LA MAIGREUR augmente le risque fracturaire. L’obésité aussi pour certains sites. Et l’effet du poids ne se limite pas là, selon une étude américaine publiée dans le « British Medical Journal » (BMJ). Dans la grande cohorte internationale Women’s Health Initiative (WHI) suivie plus de 10 ans en moyenne, l’équipe dirigée par le Pr Carolyn Crandall montre que les variations pondérales, à la baisse mais aussi à la hausse, sont associées à un risque augmenté de fractures à la ménopause.
Ces résultats étonnants retiennent l’attention en raison des forces de l’étude, sa taille (plus de 120 000 femmes ménopausées âgées de 50-79 ans à l’inclusion), la durée du suivi (jusqu’en 2013) et de la mesure objective du poids. La perte de poids, définie par une variation à la baisse d’au moins 5 % du poids initial au cours de la troisième année, augmente le risque de fractures par rapport à un poids stable (variation ‹ 5 %), et ce qu’elle soit voulue ou non. Et contrairement à l’idée répandue que le fait de grossir serait protecteur, le constat était bien le même pour la prise de poids (variation à la hausse ≥ 5 % à la 3e année). Grossir augmente le risque de fractures.

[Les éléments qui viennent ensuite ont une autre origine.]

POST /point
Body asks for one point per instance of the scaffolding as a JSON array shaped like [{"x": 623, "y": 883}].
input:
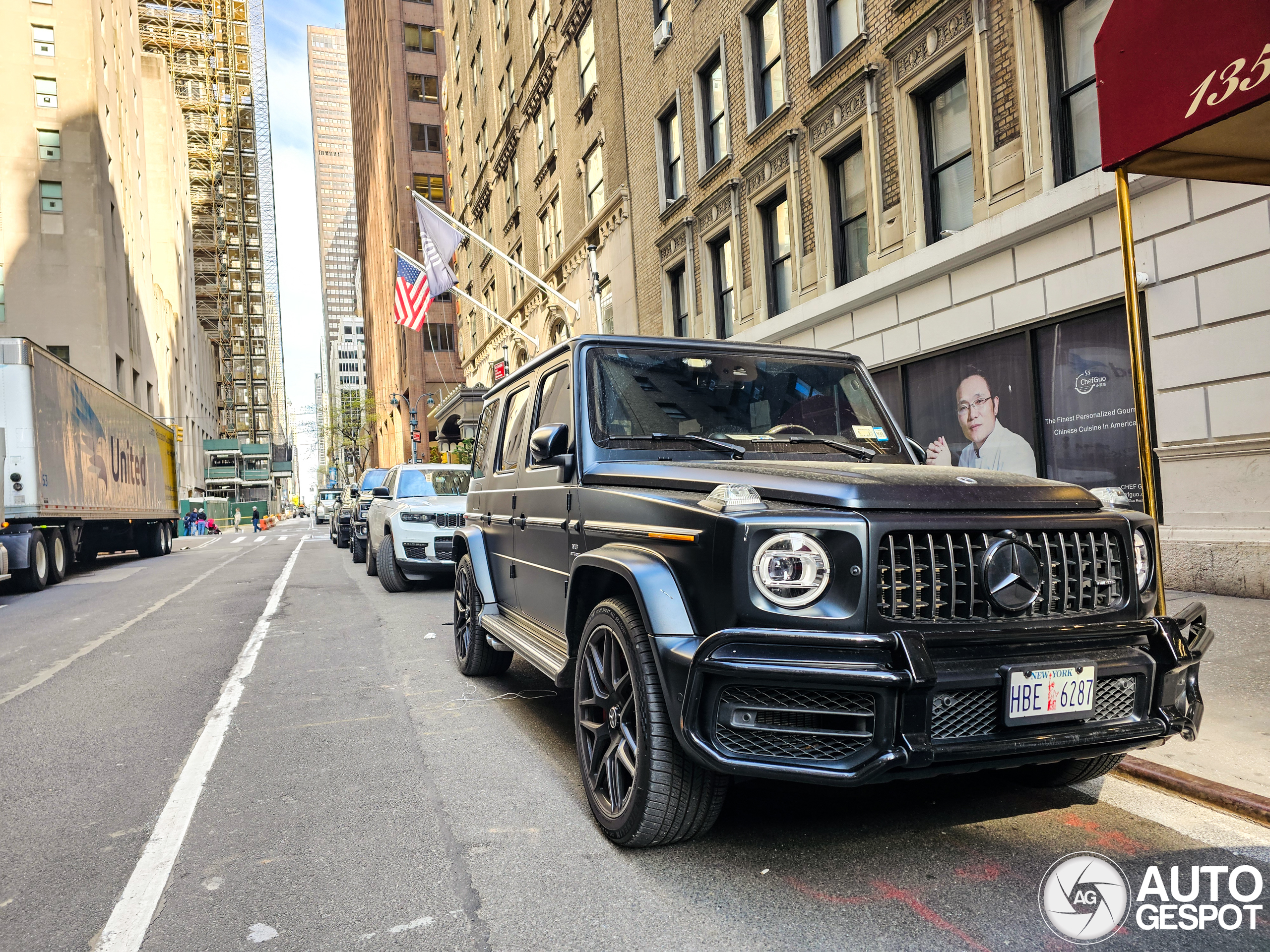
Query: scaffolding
[{"x": 209, "y": 48}]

Une façon de tomber et l’amorti de la graisse.
Si tout changement de poids expose à faire davantage de fractures, il existe pourtant des différences entre les deux tendances contraires. Pas seulement sur la magnitude de l’effet, qui est plus limitée pour la prise de poids. Les sites anatomiques concernés ne sont pas les mêmes. Par rapport à un poids stable, l’amaigrissement augmente de 65 % l’incidence des fractures de hanche, du membre supérieur et dites « centrales » (hanche, pelvis, colonne vertébrale). Tandis que la prise de poids augmente juste un peu celle des fractures des membres supérieur et inférieur.
Dans un éditorial attaché à l’article, le Pr Juliet Compston, rhumatologue à l’université de Cambridge, rappelle que les femmes obèses présentent un risque augmenté de fracture de cheville, de la jambe et du bras par rapport à celles de poids normal. Pour ce professeur émérite, les raisons de ces effets spécifiques de sites déterminés par l’indice de masse corporelle (IMC) ne sont pas complètement comprises, mais pourraient être liées « à des façons différentes de tomber », aux « forces biomécaniques » différentes chez les obèses et à l’amorti du « capitonnage » des tissus mous. Le changement pondéral pourrait ainsi s’exercer de façon assez similaire aux hypothèses avancées pour le poids absolu.
Un effet variable selon les sites anatomiques.
Une autre distinction importante concerne le caractère intentionnel ou non de la perte de poids. Les maladies graves, à savoir cardio-vasculaires, pulmonaires, rénales, cancers ou diabète, peuvent entraîner une perte de poids non voulue et une ostéoporose. L’étude a montré que, par rapport à un poids stable, l’amaigrissement non voulu était associé à une incidence majorée de 33 % des fractures de hanche et à une incidence augmentée des fractures vertébrales. Les auteurs ont néanmoins tenu à souligner que « les associations retrouvées entre la perte de poids et l’incidence fracturaire ont persisté après ajustement sur le diagnostic de cancer et d’autres comorbidités ». Seule la perte de poids non intentionnelle était associée à un risque augmenté de fracture de hanche.
C’est la première étude montrant que la prise de poids à la ménopause est associée à une incidence fracturaire augmentée. C’est une donnée nouvelle à prendre en compte dans la pratique clinique, les sujets prenant du poids ne sont pas protégés, au contraire. De plus, la perte de poids non intentionnelle supérieure à 5 % expose à un risque fracturaire augmenté. Selon l’éditorialiste britannique, la présence de « ce facteur de risque » justifierait des explorations complémentaires (ostéodensitométrie) avec à la clef un traitement de l’ostéoporose si besoin. Bien sûr, le risque de chutes devrait être recherché et limité, et des conseils alimentaires prodigués.
Prévenir la perte osseuse.
Pour la perte de poids intentionnelle, les « conseils (...) sont plus complexes », toujours selon le professeur émérite de Cambridge, et dépendent « du poids avant et après la perte de poids ». Bien sûr, les bénéfices à attendre d’un amaigrissement chez les femmes obèses ou en simple surpoids dépassent largement le risque squelettique.
S’il faut continuer à encourager les femmes trop enrobées à maigrir, les résultats de cette étude observationnelle suggèrent de réfléchir aux interventions possibles pour prévenir la perte osseuse. L’activité physique avec renforcement musculaire pourrait être l’une d’elles.